Designing and Implementing a Dagster Conversation Lineage, Evaluation, and Dataset Generation System
A design record for building three asset groups on top of the existing agent-gateway Dagster pipeline—Conversation Lineage, Evaluation, and Training Dataset Generation—treating conversations as replayable branching graphs. Covers the three-tier storage strategy, four critical design problems discovered during code review, and a subsequent architectural pivot.
Conclusion
agent-gateway already had a working event pipeline implementation built on Go + NATS + Dagster. On top of that foundation, I designed and implemented three asset groups to treat LLM conversations as replayable branching graphs.
The core of the design is separation of concerns. By treating PostgreSQL as the truth source for lineage data required for replay, DuckDB as the analytics workbench for evaluation and clustering, and Iceberg / Parquet as immutable frozen dataset snapshots, each layer’s design decisions remain independent.
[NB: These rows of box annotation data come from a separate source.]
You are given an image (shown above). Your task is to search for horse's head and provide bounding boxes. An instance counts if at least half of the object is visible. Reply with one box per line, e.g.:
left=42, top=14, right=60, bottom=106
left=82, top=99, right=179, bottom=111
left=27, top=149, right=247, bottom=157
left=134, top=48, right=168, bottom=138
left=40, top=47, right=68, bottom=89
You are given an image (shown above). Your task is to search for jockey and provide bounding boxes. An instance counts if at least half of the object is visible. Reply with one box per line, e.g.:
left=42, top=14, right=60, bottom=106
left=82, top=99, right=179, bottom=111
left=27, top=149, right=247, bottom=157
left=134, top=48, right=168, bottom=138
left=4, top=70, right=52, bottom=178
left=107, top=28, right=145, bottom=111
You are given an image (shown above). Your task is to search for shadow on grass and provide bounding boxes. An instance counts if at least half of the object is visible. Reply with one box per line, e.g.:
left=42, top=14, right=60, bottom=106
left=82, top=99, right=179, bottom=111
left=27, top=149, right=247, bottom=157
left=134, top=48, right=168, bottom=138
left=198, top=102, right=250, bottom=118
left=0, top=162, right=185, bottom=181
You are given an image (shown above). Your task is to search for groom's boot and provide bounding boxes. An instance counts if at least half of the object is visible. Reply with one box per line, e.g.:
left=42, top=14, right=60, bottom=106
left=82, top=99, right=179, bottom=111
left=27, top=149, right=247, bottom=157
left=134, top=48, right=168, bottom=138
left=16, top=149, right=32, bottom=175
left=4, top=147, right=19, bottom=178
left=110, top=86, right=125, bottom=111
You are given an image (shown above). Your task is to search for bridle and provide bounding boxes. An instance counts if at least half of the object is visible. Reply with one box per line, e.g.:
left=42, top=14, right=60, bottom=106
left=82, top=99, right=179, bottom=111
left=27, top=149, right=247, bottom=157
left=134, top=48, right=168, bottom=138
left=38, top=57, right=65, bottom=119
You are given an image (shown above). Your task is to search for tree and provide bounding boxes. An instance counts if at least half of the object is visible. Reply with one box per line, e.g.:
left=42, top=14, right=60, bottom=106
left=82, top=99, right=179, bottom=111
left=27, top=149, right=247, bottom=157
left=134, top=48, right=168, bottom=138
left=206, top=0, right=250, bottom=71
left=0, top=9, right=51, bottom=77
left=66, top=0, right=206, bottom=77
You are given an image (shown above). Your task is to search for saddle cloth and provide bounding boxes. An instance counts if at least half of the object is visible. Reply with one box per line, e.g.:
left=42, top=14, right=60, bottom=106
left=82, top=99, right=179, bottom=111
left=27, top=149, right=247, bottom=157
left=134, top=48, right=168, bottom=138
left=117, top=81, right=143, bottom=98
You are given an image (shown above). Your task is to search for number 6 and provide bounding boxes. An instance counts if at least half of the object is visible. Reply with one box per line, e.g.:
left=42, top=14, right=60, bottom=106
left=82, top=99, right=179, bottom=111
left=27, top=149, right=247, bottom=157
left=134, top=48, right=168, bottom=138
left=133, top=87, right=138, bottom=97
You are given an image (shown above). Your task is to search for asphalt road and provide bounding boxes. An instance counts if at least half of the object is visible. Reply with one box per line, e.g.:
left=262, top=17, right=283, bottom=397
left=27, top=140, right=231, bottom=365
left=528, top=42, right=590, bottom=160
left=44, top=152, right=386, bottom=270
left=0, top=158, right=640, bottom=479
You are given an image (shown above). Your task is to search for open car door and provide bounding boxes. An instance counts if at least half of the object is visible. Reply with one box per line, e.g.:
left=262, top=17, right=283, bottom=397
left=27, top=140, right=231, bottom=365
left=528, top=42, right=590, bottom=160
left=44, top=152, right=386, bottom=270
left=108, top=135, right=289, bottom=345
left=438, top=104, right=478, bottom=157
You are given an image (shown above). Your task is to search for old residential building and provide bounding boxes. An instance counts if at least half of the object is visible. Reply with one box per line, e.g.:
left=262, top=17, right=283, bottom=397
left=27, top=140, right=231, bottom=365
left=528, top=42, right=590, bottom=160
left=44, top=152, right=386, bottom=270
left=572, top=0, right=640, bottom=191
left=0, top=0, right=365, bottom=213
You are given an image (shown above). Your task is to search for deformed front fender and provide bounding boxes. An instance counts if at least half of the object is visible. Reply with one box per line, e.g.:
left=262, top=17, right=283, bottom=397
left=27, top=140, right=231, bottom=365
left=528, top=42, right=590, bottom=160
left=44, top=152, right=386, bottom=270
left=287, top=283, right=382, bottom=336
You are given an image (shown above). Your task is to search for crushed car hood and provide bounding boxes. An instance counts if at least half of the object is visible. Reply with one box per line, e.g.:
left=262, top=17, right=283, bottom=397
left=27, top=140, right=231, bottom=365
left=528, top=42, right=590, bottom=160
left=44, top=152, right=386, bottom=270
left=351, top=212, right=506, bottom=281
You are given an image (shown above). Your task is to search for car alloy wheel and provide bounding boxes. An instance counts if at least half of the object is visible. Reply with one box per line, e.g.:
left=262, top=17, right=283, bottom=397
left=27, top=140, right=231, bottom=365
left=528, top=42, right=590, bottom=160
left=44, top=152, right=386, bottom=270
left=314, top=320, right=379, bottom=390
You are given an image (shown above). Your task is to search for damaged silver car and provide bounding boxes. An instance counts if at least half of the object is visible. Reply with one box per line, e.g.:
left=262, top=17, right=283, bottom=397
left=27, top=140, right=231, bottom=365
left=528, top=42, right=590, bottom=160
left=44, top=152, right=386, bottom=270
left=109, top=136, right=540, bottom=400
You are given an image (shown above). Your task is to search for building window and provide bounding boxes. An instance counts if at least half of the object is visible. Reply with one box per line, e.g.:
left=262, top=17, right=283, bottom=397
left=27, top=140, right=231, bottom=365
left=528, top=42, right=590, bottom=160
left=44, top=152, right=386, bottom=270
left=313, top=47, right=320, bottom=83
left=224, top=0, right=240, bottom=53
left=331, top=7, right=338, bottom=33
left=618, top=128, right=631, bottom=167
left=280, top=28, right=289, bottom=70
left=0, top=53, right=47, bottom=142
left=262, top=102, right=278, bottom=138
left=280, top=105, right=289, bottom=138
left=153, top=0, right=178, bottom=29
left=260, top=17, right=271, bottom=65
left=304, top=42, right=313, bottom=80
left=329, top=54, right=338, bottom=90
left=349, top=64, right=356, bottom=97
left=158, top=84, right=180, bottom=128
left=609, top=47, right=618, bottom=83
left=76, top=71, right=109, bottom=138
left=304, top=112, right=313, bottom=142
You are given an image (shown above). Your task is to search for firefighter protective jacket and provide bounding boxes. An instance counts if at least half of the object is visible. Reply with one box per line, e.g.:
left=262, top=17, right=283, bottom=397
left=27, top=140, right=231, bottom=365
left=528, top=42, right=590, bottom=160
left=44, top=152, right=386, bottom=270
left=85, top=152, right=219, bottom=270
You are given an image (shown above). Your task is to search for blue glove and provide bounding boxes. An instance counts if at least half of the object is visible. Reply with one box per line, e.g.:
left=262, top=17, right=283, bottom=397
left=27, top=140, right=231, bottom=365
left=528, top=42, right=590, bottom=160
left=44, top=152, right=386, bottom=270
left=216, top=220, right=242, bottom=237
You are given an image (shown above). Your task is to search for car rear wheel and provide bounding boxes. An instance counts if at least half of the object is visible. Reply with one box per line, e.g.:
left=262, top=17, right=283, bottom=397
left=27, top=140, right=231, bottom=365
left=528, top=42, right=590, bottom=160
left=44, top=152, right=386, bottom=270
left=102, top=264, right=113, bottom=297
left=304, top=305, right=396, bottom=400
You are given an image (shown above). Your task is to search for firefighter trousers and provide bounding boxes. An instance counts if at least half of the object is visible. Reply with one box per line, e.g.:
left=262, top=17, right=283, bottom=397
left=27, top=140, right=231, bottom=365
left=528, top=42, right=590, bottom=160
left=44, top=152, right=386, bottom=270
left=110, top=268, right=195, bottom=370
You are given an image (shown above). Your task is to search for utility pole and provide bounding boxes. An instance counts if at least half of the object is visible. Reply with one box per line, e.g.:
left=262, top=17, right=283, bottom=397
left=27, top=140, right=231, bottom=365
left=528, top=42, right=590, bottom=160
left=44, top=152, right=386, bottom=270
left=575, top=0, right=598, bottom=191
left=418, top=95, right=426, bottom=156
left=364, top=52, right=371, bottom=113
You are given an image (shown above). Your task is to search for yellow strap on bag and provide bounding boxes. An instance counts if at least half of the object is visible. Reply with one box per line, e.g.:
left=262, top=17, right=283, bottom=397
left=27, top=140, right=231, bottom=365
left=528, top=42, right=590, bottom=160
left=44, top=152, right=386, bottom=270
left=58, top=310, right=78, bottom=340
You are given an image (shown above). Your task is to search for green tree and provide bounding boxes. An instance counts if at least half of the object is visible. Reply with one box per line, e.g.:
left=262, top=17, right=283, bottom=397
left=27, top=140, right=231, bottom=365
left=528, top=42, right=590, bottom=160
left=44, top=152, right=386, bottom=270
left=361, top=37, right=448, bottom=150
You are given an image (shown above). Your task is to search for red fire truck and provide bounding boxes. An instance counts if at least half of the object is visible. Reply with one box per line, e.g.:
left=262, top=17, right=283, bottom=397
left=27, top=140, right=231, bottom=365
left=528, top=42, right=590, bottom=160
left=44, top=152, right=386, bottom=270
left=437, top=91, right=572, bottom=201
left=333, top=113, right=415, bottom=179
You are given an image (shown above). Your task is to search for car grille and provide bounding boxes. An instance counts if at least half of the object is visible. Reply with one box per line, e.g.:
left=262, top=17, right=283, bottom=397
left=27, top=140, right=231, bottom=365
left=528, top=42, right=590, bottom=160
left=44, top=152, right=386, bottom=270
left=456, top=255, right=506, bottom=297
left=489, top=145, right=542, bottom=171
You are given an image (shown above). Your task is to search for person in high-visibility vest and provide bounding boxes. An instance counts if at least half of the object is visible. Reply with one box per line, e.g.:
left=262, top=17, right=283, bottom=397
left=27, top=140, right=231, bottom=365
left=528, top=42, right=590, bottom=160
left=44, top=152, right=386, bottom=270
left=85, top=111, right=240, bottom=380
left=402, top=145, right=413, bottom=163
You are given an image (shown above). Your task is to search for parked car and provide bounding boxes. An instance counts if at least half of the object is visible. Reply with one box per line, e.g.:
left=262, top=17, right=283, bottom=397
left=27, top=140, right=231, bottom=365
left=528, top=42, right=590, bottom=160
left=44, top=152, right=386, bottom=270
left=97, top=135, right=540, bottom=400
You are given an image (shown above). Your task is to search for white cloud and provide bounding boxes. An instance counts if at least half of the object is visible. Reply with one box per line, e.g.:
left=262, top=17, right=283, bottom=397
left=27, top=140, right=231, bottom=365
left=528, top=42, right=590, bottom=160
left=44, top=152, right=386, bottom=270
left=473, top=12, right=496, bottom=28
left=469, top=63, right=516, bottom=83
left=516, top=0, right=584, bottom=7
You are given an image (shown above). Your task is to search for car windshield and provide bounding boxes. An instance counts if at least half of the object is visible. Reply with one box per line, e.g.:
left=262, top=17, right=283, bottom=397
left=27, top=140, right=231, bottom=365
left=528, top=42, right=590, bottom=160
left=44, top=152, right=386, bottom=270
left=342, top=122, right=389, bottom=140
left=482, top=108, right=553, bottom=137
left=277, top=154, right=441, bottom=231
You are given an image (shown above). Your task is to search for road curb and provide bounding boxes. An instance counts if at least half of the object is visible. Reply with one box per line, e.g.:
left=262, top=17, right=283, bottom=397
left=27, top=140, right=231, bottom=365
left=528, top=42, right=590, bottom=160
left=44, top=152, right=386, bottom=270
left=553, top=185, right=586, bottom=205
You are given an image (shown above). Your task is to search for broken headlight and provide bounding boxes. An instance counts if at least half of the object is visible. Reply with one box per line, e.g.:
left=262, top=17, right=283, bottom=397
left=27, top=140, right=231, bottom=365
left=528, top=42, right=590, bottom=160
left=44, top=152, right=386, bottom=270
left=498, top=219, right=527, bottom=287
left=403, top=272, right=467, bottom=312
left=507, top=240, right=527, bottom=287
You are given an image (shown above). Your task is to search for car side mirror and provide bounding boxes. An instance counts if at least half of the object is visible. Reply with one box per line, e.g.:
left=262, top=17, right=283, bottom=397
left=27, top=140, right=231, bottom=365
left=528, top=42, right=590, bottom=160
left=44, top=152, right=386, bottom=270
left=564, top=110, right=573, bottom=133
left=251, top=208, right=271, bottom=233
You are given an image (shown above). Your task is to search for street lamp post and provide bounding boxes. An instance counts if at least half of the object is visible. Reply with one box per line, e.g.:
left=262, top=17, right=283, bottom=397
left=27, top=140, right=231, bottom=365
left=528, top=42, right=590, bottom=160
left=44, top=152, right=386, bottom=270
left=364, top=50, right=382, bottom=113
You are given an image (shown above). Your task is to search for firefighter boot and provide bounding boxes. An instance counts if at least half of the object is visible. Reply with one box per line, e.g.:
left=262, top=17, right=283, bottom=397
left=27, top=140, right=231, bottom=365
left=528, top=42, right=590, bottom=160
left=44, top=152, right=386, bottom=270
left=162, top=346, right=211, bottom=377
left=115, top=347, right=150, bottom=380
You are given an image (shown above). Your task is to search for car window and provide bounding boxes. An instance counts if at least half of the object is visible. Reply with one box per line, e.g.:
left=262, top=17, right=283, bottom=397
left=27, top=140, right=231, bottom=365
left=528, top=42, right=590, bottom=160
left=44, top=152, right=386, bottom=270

During the implementation phase, code review revealed four critical design problems—grouping breakdown, missing metadata, turn_index collision, and unimplemented core assets—each requiring fixes.
Background
State of the Existing Pipeline
agent-gateway is an LLM infrastructure built around an OpenAI-compatible proxy gateway in Go + Gin, integrating NATS JetStream event streaming, Dagster pipeline processing, PostgreSQL + pgvector for vector search, and DuckDB as an analytics workbench.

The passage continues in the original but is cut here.